Part of the reason the *total* drag on a flat plate is so much more than that of a cylinder or airfoil with the same frontal area is because of the massive changes in momentum in the fluid required to fill the void behind the plate.
Think about it...the airflow around a cylinder only has to curve around the cirumference, while the air at the edge of the plate has to make almost a 90 degree turn to get behind the plate. So, much more force/energy is required to deflect the airstream.

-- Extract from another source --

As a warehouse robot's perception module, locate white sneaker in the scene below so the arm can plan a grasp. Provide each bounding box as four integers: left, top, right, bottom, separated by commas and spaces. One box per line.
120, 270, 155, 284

LAPA_SAAB340 From Spain, joined Aug 2001, 389 posts, RR: 5 Reply 2, posted (12 years 4 days ago) and read 1617 times:
Actually, the high drag of a flat plate perpendicular to the flow is mainly due to the fact that the flow is brought to a stop at the face of the plate. What Minuteman says about the fluid having to fill that void behind the plate is also true, but it's not the main contributor to the drag in this case. If we take a look at the examples in that link, we'll see that a wedge is indeed an improvement over the flat plate. But if you look at the bullet, it has a lower drag coefficient than the wedge. The cylinder or the sphere can be a bit misleading because the coefficient of drag highly depends on the Reynolds number (As the boundary layer goes turbulent, the flow tends to remain attached to the surface of the cylinder a little longer, and the wake gets smaller). I was just reading that link Minuteman provided, and they do mention that in there.
If you rotated the plate 90 degrees, the only way you'd get lift out of it is if the flow remains perpendicular to the plate. In this case, you'd have a flat plate with the flow blowing into it from below, creating a 'lifting' force. If you only rotate the plate and the flow becomes parallel to the plate, you won't get any lift out of it.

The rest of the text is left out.